Since “github.io” is listed as an eTLD, “a.github.io” and “b.github.io” will be loaded in different processes. Going back to the examples mentioned earlier, the sites www.my-bank.com and www.attacker.com are not considered one site, so they will be isolated from each other in separate processes. The memory will also be isolated to ensure data security.
Also with subframes. Subframes that are not “the same site” as the top-level page will be loaded in a different process.
In the picture above, you can see that the www.attacker.com page is trying to subframe the page from www.my-bank.com, but it will be loaded in a different process. This ensures that process memory is also isolated.
Additional benefits of site isolation
The new architecture not only makes Firefox safer. It provides other benefits as well:
By putting more pages in separate processes, doing heavy computation on one page won’t slow down other pages.
Using more processes to load websites allows you to distribute the load across multiple CPU cores and use hardware more efficiently.
Due to the fragmentation of sites, the failure of one subframe or tab will not affect sites loaded in other processes, that is, the stability of the application increases.
Plans and prospects
Firefox is currently testing site isolation in nightly and beta versions of desktop browsers.
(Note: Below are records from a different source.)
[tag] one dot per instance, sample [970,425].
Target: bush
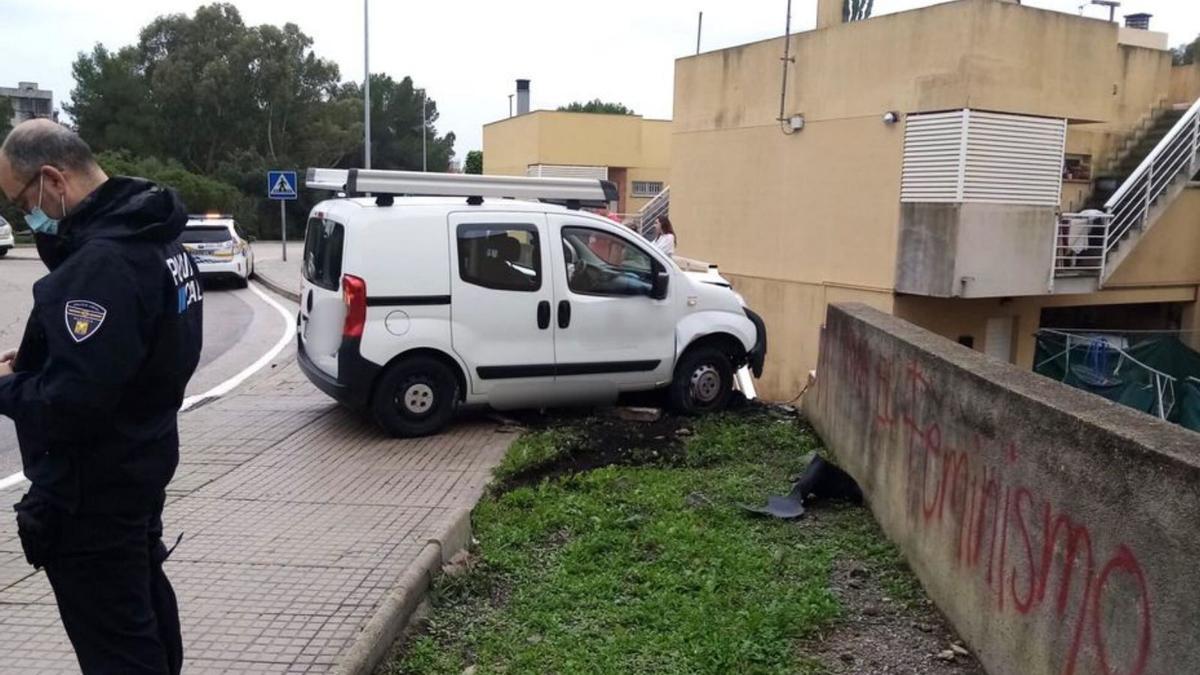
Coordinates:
[199,193]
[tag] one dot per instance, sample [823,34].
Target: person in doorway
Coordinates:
[95,390]
[665,242]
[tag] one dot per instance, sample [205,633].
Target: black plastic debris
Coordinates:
[821,481]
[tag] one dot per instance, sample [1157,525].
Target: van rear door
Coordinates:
[322,311]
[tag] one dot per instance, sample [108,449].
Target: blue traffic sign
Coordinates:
[281,184]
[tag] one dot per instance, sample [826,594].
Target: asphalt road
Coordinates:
[239,328]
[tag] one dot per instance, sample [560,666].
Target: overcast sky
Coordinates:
[469,53]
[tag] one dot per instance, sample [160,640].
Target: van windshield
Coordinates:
[323,254]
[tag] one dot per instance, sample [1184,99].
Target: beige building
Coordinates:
[630,150]
[918,165]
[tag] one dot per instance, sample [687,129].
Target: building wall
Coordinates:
[791,216]
[1170,251]
[952,317]
[511,145]
[550,137]
[1185,83]
[1051,527]
[793,312]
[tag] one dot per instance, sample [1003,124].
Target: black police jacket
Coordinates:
[109,346]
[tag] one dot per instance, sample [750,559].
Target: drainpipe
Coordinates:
[787,59]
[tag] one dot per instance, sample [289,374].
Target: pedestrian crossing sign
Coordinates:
[281,184]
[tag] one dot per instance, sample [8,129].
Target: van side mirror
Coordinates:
[660,285]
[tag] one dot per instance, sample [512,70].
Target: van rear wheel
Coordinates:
[702,383]
[415,396]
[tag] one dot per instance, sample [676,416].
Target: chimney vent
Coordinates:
[522,96]
[1140,22]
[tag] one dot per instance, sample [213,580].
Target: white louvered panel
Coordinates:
[565,171]
[1013,159]
[933,150]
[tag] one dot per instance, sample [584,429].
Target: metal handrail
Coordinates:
[1176,154]
[1180,126]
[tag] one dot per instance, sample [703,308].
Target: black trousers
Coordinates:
[113,596]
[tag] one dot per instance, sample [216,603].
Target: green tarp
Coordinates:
[1092,365]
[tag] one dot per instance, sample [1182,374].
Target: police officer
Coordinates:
[95,389]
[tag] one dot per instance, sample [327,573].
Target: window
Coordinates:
[599,263]
[647,187]
[505,257]
[323,254]
[1077,167]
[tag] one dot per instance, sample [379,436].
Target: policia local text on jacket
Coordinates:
[111,344]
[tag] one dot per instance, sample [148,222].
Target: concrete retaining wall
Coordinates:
[1056,531]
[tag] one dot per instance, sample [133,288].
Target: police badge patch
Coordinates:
[84,318]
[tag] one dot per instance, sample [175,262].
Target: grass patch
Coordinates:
[649,568]
[532,451]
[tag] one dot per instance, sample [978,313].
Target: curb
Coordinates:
[406,595]
[275,286]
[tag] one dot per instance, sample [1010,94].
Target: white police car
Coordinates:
[6,238]
[477,293]
[219,248]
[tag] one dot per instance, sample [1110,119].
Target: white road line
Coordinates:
[225,387]
[229,384]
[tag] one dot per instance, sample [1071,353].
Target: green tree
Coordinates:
[597,106]
[857,10]
[5,117]
[396,127]
[208,88]
[474,162]
[1186,54]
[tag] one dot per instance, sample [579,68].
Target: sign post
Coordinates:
[281,186]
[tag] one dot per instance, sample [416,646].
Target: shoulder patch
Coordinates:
[83,318]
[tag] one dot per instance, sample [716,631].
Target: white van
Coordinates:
[473,293]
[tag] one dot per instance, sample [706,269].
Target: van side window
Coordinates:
[505,257]
[323,254]
[600,263]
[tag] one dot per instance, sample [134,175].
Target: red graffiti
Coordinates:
[958,483]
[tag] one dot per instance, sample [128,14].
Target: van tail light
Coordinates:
[354,296]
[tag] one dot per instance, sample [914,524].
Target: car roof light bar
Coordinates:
[378,181]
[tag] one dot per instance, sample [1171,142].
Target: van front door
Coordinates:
[611,335]
[502,303]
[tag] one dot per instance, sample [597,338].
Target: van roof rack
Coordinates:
[573,192]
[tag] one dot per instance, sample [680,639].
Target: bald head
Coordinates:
[46,163]
[41,142]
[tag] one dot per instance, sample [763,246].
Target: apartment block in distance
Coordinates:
[629,150]
[28,101]
[981,168]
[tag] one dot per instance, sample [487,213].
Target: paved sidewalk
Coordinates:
[298,518]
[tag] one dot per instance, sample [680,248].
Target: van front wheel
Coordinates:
[415,396]
[702,383]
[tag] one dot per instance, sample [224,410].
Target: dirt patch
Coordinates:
[880,634]
[603,437]
[600,441]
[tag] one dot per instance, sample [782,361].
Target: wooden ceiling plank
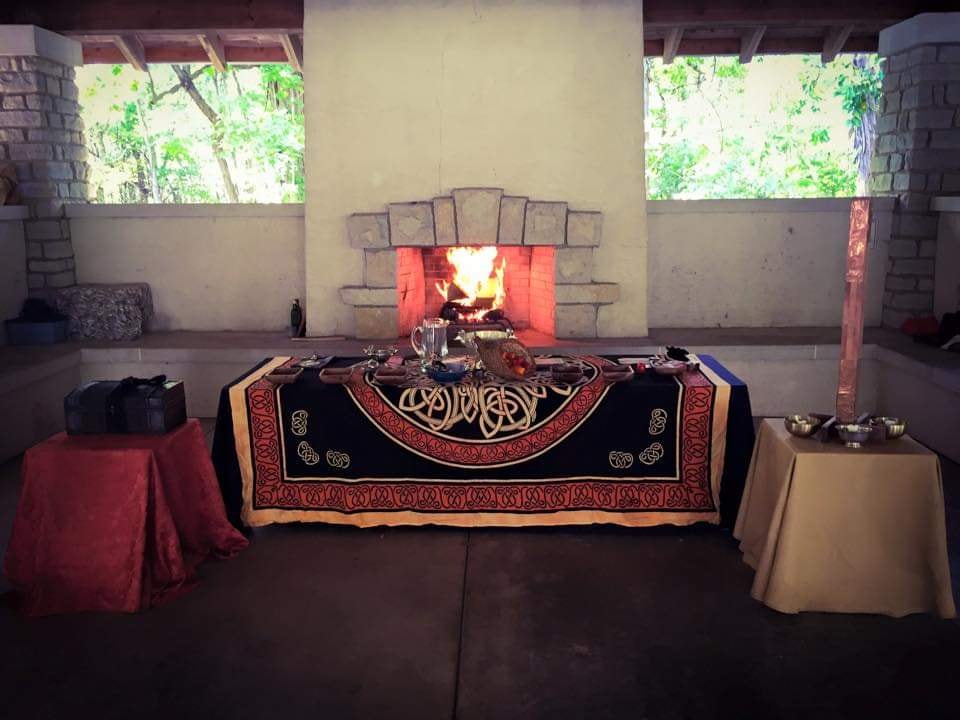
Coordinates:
[293,48]
[245,54]
[132,50]
[750,41]
[834,41]
[671,45]
[212,44]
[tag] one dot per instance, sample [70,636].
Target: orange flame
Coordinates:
[477,276]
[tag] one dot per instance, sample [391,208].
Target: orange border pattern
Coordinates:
[692,494]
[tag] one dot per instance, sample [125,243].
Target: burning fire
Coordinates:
[478,278]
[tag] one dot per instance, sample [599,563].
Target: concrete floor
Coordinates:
[594,622]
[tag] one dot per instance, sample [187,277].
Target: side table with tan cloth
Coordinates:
[836,529]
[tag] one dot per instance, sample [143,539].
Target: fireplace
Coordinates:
[535,261]
[477,287]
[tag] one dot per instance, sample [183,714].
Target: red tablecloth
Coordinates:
[114,522]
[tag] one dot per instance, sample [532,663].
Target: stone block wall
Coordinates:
[917,157]
[41,133]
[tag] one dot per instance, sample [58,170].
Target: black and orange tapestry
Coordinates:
[482,451]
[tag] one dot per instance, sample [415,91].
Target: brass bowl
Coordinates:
[854,434]
[894,427]
[801,425]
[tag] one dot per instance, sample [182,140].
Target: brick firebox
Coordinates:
[529,272]
[551,247]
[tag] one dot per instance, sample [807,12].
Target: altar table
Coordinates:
[654,450]
[836,529]
[115,522]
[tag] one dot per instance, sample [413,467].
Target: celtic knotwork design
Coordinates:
[298,423]
[692,494]
[307,453]
[338,459]
[658,421]
[620,460]
[651,455]
[495,405]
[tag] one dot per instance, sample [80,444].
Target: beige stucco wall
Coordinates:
[209,268]
[406,101]
[730,263]
[13,266]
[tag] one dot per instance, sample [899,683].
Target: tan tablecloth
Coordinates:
[835,529]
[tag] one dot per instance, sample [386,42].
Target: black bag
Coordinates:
[130,406]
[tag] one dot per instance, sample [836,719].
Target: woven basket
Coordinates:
[491,352]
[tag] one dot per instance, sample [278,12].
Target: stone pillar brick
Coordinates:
[916,157]
[42,134]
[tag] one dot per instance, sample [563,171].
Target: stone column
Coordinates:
[42,134]
[918,151]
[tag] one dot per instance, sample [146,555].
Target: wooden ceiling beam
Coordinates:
[247,54]
[293,49]
[111,16]
[750,41]
[653,47]
[212,45]
[671,44]
[736,13]
[132,51]
[114,16]
[834,41]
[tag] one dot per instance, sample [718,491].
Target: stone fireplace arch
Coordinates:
[554,243]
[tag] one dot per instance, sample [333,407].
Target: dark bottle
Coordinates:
[296,318]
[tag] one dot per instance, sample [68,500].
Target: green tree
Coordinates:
[189,134]
[720,129]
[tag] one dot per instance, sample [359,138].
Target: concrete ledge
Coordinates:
[231,210]
[33,41]
[787,369]
[922,29]
[946,204]
[776,205]
[13,212]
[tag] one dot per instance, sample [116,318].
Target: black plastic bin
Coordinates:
[30,332]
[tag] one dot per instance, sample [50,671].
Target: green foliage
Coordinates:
[150,142]
[710,136]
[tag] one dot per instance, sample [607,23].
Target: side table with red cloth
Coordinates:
[115,522]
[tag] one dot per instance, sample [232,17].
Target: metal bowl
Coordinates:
[469,338]
[894,427]
[801,425]
[854,434]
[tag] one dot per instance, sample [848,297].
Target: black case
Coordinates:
[130,406]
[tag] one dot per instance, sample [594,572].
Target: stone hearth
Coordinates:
[477,216]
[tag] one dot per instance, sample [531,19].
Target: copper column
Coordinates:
[851,339]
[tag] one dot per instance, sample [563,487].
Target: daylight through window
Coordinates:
[781,126]
[188,134]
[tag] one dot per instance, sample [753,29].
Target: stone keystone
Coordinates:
[411,224]
[444,221]
[478,215]
[546,223]
[368,230]
[513,210]
[584,228]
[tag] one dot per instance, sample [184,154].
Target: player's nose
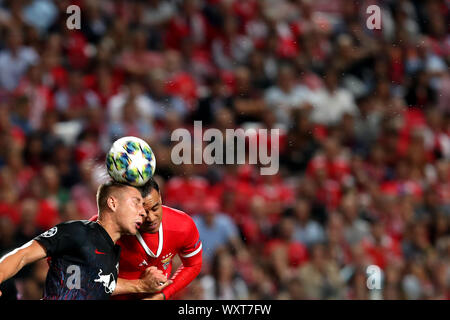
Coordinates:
[142,212]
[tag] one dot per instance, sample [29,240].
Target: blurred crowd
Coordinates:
[363,118]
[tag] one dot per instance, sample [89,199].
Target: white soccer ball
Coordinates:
[131,160]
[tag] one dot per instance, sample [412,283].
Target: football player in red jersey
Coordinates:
[164,233]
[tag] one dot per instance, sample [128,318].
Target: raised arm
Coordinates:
[12,262]
[153,280]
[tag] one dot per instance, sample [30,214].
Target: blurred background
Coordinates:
[364,119]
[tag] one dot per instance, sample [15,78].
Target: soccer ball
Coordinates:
[130,160]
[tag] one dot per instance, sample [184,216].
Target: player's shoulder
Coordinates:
[177,217]
[76,225]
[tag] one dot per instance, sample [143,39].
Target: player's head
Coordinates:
[153,207]
[123,204]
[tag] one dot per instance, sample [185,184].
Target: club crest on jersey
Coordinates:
[50,233]
[143,263]
[166,260]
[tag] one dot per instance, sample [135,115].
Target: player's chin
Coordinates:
[133,230]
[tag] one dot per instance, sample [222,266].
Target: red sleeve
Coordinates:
[191,257]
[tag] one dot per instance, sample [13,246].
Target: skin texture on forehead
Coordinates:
[153,199]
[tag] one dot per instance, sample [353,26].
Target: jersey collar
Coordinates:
[146,248]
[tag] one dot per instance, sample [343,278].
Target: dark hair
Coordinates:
[147,188]
[105,190]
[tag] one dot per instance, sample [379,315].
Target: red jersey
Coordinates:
[177,235]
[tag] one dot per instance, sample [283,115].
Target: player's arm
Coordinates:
[184,275]
[153,280]
[14,261]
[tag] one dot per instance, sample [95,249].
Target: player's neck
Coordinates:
[110,228]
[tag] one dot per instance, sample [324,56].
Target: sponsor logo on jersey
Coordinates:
[166,260]
[107,280]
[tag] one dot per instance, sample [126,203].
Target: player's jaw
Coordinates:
[134,213]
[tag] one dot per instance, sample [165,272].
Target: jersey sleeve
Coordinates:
[60,238]
[191,251]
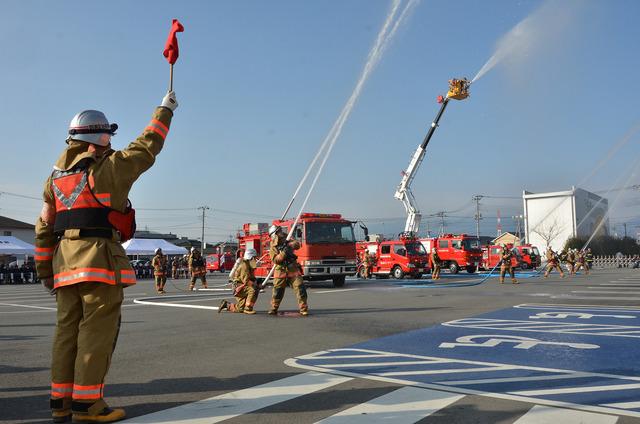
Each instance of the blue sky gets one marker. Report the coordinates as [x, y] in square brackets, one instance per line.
[260, 84]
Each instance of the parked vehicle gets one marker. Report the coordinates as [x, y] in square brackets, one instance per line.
[327, 252]
[456, 251]
[395, 258]
[219, 262]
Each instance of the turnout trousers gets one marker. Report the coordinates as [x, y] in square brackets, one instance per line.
[503, 271]
[88, 322]
[245, 299]
[297, 284]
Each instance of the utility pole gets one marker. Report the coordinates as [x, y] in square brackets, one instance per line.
[442, 224]
[478, 216]
[204, 208]
[518, 219]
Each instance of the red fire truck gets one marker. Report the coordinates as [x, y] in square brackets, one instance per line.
[220, 262]
[328, 250]
[395, 258]
[456, 251]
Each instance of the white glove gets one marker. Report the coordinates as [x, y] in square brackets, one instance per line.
[169, 101]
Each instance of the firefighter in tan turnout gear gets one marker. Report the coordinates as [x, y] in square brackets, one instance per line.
[197, 268]
[553, 261]
[245, 287]
[159, 264]
[85, 217]
[366, 264]
[287, 271]
[505, 265]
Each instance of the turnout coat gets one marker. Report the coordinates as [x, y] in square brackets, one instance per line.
[81, 187]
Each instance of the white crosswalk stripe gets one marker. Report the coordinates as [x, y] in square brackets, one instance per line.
[548, 415]
[403, 406]
[400, 405]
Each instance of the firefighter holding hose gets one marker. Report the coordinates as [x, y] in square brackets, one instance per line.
[287, 270]
[245, 287]
[505, 265]
[553, 261]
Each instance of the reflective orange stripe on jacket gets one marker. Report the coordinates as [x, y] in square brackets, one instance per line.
[43, 254]
[76, 206]
[81, 275]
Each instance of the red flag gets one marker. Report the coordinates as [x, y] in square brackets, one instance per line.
[171, 48]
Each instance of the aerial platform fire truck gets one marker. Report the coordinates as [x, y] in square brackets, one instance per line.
[456, 251]
[459, 251]
[458, 90]
[327, 252]
[396, 258]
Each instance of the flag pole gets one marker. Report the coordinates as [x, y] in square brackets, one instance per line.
[171, 77]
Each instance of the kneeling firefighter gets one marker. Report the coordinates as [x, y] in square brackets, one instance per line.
[287, 271]
[85, 217]
[245, 287]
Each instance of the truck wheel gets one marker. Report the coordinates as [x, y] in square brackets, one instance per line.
[397, 273]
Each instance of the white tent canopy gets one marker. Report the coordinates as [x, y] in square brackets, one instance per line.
[10, 245]
[148, 247]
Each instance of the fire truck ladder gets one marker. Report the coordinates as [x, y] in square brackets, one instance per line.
[459, 90]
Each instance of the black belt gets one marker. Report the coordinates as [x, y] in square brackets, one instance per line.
[96, 232]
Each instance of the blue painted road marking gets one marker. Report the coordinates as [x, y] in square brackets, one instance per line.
[581, 356]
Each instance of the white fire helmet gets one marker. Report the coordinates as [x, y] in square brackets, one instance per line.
[91, 126]
[273, 229]
[250, 254]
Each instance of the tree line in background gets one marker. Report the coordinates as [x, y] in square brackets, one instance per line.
[606, 245]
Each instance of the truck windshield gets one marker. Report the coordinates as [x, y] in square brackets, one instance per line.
[329, 232]
[470, 244]
[415, 249]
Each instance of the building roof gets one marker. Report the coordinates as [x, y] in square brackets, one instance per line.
[13, 223]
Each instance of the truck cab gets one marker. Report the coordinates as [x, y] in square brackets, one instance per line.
[327, 251]
[529, 256]
[395, 258]
[456, 251]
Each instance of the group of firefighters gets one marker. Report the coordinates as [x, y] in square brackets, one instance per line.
[575, 260]
[194, 261]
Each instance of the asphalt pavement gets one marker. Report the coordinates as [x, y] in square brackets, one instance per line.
[467, 349]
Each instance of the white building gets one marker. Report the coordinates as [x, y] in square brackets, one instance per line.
[22, 230]
[552, 218]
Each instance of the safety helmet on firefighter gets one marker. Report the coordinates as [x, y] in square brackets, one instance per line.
[274, 229]
[91, 126]
[250, 254]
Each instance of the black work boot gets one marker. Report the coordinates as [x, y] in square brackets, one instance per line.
[224, 306]
[97, 412]
[60, 409]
However, you can take advantage of the improved security architecture now. To do this, you need to download the browser Nightly or Beta from here and do the following:
To turn on site isolation in Firefox Nightly:
Go to about: Preferences # Experiment
Check the Fission (Site Isolation) box.
To enable site isolation in Firefox Beta:
Go to about: config.
Set the `fission.autostart` parameter to` true `.
Now you can master the updated browser and enjoy the enhanced security.